Browser Automation
Control a Chromium browser with MyOctopus. Navigate pages, fill forms, take screenshots, and read content. Login sessions persist across app restarts.
How It Works
The Browser Action automation type executes a sequence of browser steps:
| Step | Description |
|---|---|
| Navigate | Go to a URL |
| Click | Click an element on the page |
| Fill | Type text into an input field |
| Read Text | Get text content of a specific element |
| Read Page | Get all visible text on the page |
| Screenshot | Capture the page as an image |
| Wait For | Wait for an element to appear |
| Wait | Pause for N seconds |
| Evaluate | Run JavaScript on the page |
| Close | Close the browser |
Persistent Sessions
The browser remembers your login sessions between uses.
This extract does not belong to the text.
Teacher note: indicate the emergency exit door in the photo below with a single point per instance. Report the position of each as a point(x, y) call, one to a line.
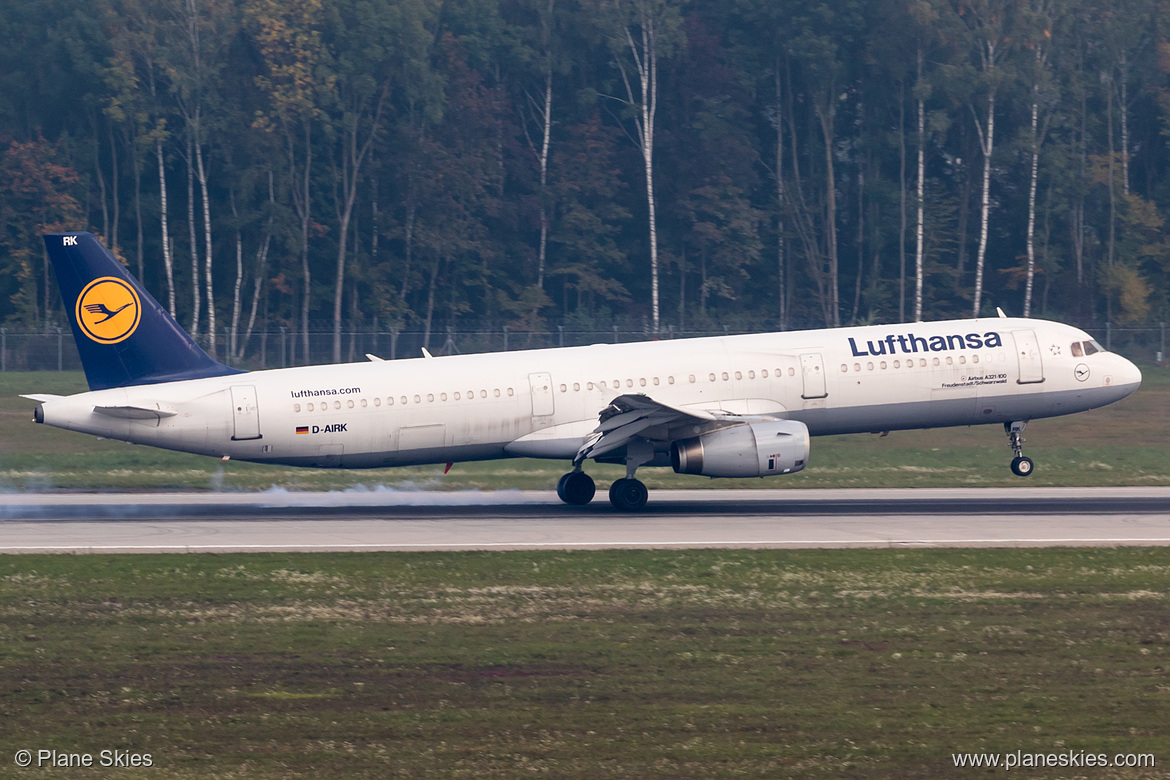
point(245, 413)
point(1027, 351)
This means:
- WhatsApp Web stays logged in after QR scan
- Social media sessions persist
- No need to re-authenticate on every use
Screenshot + AI Analysis
Combine screenshots with AI to let Claude see web pages:
"screenshot WhatsApp and list unread messages"
This navigates to WhatsApp Web, takes a screenshot, and sends it to Claude for analysis.
Examples
| Command | What happens |
|---|---|
| "open google.com in the browser" | Launches Chromium, navigates to Google |
| "fill the search box and click search" | Types into input, clicks button |
| "read this webpage and summarize it" | Reads page text, sends to Claude |
| "take a screenshot of the page" | Captures visible viewport |
First Use
On first use, MyOctopus installs Chromium automatically. The browser opens visibly (not headless) so you can see what's happening.